Europe is debating further moves towards a transfer union, following the implicit and explicit transfers in the form of fiscal rescue programmes and monetary bail-out operations by the ECB. French President François Hollande and his young Minister of Economy Emmanuel Macron are now proposing a fiscal union complete with a common budget, a pooling of old debts, a common deposit insurance, a common unemployment insurance, a common finance minister and a common parliament (Hollande 2015 and Macron 2015).
As their proposal happens to coincide with the twenty-fifth anniversary of German reunification, which has led to the establishment of an intra-German transfer union, it might be useful to review the German experience in detail before further, and irrevocable, steps are taken to transform the Eurozone. In fact, it turns out that the German example should actually serve a warning for those who want to move ahead as quickly as possible, since it has been far less successful than outsiders seem to assume. While East German cities have all been beautifully renovated and reunification succeeded politically, East German productivity has seen very little progress in the last twenty years. Indeed, the convergence between East and West Germany petered out as early as 1995, with East German GDP not only ceasing to grow faster than West Germany’s, but actually falling behind.
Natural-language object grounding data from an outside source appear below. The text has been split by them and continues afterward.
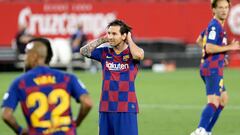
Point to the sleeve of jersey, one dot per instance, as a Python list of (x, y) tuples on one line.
[(77, 88), (213, 34), (97, 54), (10, 98)]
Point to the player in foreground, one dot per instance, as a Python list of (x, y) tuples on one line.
[(120, 60), (45, 96), (215, 45)]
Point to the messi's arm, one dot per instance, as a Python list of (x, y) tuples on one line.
[(212, 48), (10, 120), (199, 41), (88, 48), (86, 105), (136, 51)]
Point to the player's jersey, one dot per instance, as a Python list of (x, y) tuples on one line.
[(45, 96), (119, 73), (213, 64)]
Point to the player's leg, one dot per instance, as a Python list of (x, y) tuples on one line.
[(105, 127), (126, 124), (213, 97), (224, 100)]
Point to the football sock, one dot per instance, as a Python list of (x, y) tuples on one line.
[(207, 114), (214, 118)]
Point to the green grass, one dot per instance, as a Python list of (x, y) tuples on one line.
[(170, 103)]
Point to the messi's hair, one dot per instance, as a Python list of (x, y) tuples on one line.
[(214, 3), (124, 28), (48, 45)]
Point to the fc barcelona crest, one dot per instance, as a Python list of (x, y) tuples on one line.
[(125, 57)]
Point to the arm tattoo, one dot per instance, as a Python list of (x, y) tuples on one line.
[(87, 49)]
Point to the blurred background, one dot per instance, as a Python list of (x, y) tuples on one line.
[(169, 89)]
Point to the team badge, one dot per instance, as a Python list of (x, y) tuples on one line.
[(125, 57), (212, 34)]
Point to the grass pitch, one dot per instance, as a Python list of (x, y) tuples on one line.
[(170, 103)]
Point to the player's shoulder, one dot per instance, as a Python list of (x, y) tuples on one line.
[(214, 24)]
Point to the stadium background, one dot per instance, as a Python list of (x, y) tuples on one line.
[(170, 102)]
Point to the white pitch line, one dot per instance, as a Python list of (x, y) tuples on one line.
[(181, 107)]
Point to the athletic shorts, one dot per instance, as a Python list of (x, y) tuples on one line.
[(118, 123), (214, 85)]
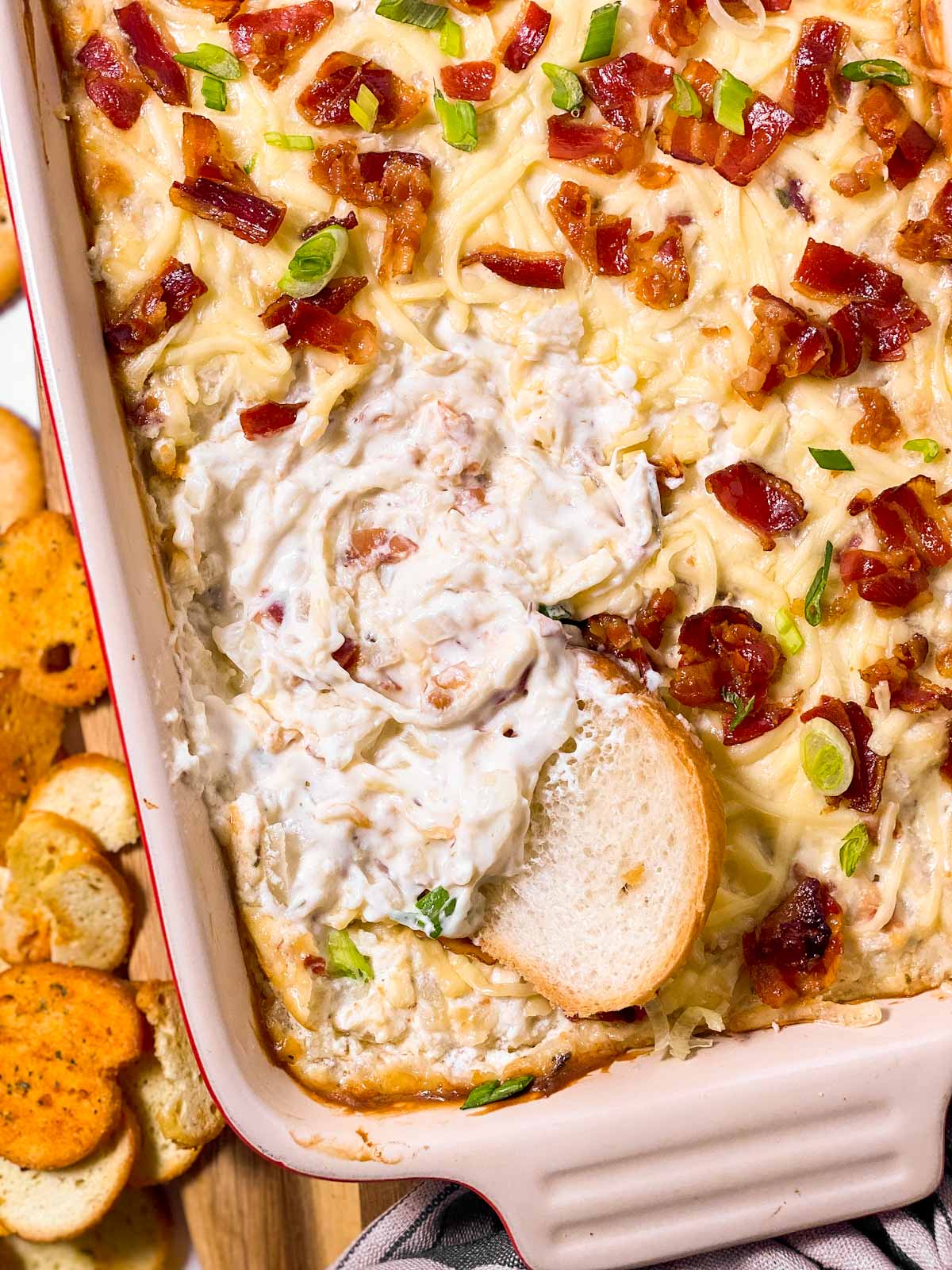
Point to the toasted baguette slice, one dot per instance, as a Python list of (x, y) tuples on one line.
[(622, 856), (57, 1204), (94, 791)]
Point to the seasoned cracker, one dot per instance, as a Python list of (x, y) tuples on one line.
[(48, 632)]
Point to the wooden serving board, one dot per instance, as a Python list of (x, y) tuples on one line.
[(241, 1212)]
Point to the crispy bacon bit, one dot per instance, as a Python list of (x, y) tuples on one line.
[(469, 82), (219, 190), (268, 418), (152, 55), (111, 83), (812, 73), (273, 41), (600, 241), (797, 950), (597, 146), (340, 79), (156, 309), (767, 505), (880, 425), (704, 141), (323, 323), (395, 181), (930, 239), (524, 37), (660, 277), (905, 145), (869, 768), (616, 87), (909, 690), (545, 270)]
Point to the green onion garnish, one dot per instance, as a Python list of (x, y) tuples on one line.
[(730, 101), (363, 108), (497, 1091), (289, 140), (432, 908), (831, 460), (812, 605), (566, 87), (344, 958), (789, 633), (825, 757), (314, 264), (451, 38), (413, 13), (459, 121), (601, 37), (685, 99), (877, 67), (213, 60), (213, 93), (924, 446), (856, 844)]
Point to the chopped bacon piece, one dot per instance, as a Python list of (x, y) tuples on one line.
[(597, 146), (869, 768), (905, 145), (766, 503), (543, 270), (797, 950), (219, 190), (660, 276), (931, 238), (524, 37), (616, 87), (111, 83), (327, 101), (601, 241), (323, 323), (273, 41), (879, 425), (156, 309), (469, 82), (812, 73), (909, 691), (268, 418), (395, 181)]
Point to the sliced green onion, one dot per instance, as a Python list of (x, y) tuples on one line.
[(566, 87), (432, 908), (789, 633), (213, 60), (831, 460), (497, 1091), (601, 37), (413, 13), (451, 38), (685, 99), (363, 108), (314, 264), (877, 67), (213, 93), (825, 757), (854, 846), (742, 706), (924, 446), (730, 101), (812, 605), (459, 121), (289, 140), (346, 960)]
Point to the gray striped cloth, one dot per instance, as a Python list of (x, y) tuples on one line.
[(442, 1226)]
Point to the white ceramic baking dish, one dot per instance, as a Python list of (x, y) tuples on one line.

While GDP rose by 30% between 1995 and 2015 in the West German federal states, it did so only by 23% in the eastern states. [...]
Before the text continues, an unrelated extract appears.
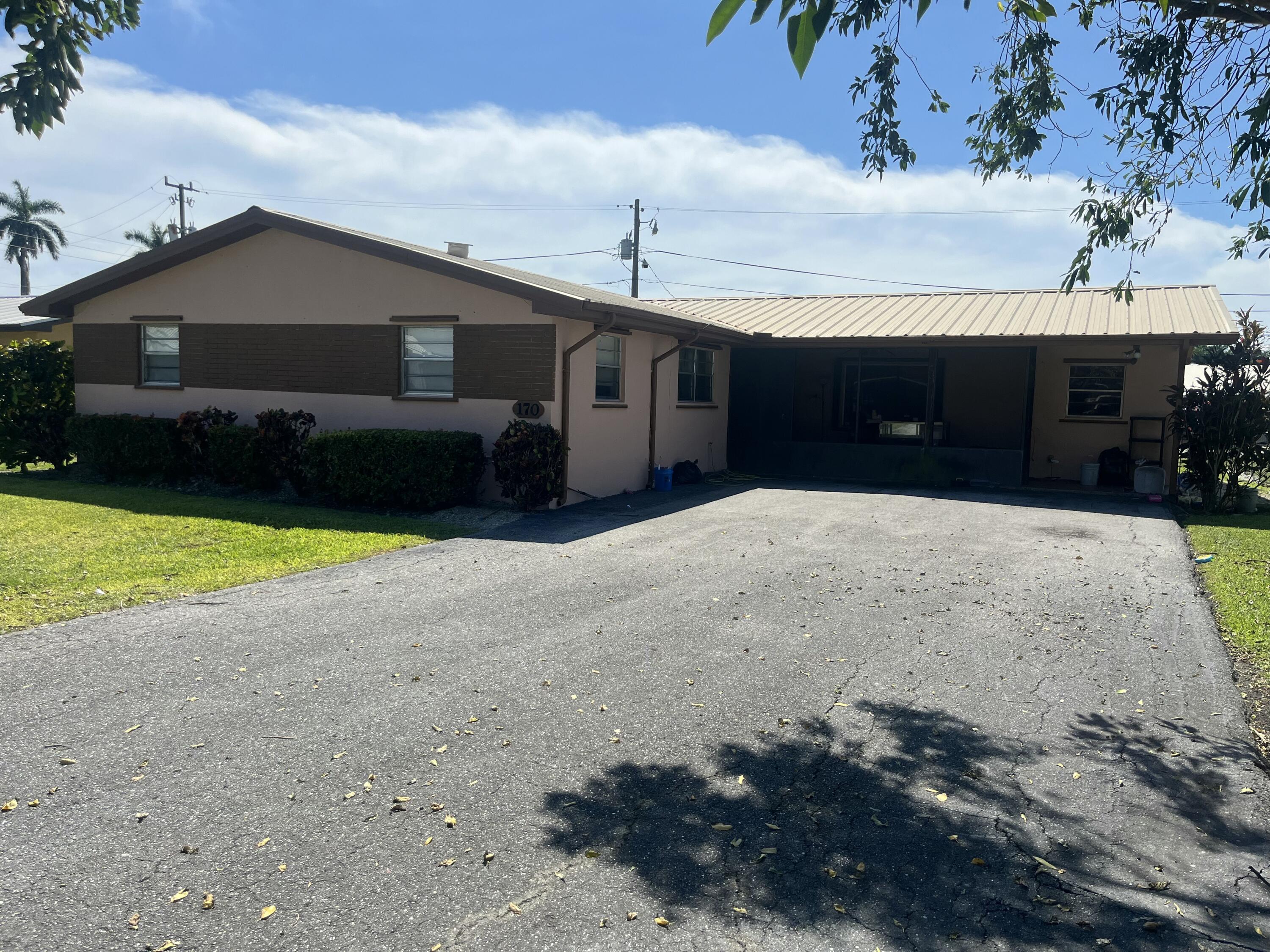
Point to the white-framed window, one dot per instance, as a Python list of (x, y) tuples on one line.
[(696, 376), (609, 367), (428, 361), (160, 355), (1095, 390)]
The rapid wage increases, supported by generous welfare benefits, had the effect of inflicting the so-called Dutch disease onto East Germany. When the Netherlands found gas deposits in the 1960s, the income from gas exports pushed up wages in the public sector and the energy industry, stimulating the domestic sector and causing imports to rise, but also undermining the competitiveness of the Dutch export industries, because competition in the labour markets forced these industries to also pay higher wages. It was not until the Wassenaar Agreement of 1982, coupled with a subsequent fall in world energy prices, that wages became more moderate and the economy started to gradually improve. While the eastern German states have exported no gas, the financial transfers from the West played—and still play—the same role, making possible wage growth beyond productivity growth and thus reducing competitiveness.
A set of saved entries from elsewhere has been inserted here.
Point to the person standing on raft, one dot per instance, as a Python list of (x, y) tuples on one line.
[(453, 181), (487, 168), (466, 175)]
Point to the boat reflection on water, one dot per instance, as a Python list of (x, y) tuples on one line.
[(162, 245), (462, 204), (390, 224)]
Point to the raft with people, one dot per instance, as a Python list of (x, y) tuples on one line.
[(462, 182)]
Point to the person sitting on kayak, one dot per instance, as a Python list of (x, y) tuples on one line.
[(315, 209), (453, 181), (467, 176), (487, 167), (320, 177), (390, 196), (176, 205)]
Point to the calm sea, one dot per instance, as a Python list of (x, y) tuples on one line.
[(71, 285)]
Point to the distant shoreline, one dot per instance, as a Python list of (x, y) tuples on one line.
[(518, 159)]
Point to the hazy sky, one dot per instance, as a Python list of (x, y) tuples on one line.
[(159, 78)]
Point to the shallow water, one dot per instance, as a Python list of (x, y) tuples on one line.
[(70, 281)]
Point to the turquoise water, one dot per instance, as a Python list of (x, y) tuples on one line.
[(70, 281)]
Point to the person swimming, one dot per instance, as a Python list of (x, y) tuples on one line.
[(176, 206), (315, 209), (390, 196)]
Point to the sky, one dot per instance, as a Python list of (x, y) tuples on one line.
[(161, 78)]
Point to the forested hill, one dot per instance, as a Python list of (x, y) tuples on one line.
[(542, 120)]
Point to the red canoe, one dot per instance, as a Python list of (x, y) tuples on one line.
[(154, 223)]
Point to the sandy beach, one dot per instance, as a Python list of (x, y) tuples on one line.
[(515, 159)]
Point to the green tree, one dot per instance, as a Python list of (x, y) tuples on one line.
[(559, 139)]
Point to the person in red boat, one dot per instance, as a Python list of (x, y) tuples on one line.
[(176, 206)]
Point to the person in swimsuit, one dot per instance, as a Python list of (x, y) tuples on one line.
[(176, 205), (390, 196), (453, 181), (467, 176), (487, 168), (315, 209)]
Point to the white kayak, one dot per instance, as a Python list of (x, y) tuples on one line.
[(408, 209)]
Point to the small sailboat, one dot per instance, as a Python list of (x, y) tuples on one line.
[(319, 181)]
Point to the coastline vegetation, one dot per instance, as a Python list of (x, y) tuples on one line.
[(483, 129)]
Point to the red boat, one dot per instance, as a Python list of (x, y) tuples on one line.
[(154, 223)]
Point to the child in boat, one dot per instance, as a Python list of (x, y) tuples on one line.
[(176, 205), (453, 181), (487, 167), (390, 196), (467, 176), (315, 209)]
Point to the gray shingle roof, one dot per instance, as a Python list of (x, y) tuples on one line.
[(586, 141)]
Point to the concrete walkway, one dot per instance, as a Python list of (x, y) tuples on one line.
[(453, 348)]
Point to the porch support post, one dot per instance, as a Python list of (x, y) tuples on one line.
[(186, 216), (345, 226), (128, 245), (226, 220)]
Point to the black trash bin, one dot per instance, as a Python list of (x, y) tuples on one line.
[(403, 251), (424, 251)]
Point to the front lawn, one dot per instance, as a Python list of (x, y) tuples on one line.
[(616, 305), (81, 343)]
The Dutch Disease is also in evidence throughout Southern Europe today, with the low-interest loans made possible by the public rescue funds and the ECB guarantees taking the role of Dutch gas or inter-German transfers. Whether an economy receives money from abroad in the form of transfers or proceeds from gas exports or loans makes no difference. In each case the foreign funds make it possible to uphold non-competitive wage structures – in other words, to maintain a living standard that exceeds the level compatible with local productivity. The result is excessive prices and a loss of competitiveness.
The fiscal union demanded by Hollande now is an understandable attempt to compensate for the lack of competitiveness of the southern EU countries by resorting to international transfers, but these transfers would cement their lack of competitiveness and drive Europe into permanent stagnation. The travails of German reunification should be a warning against pursuing this course.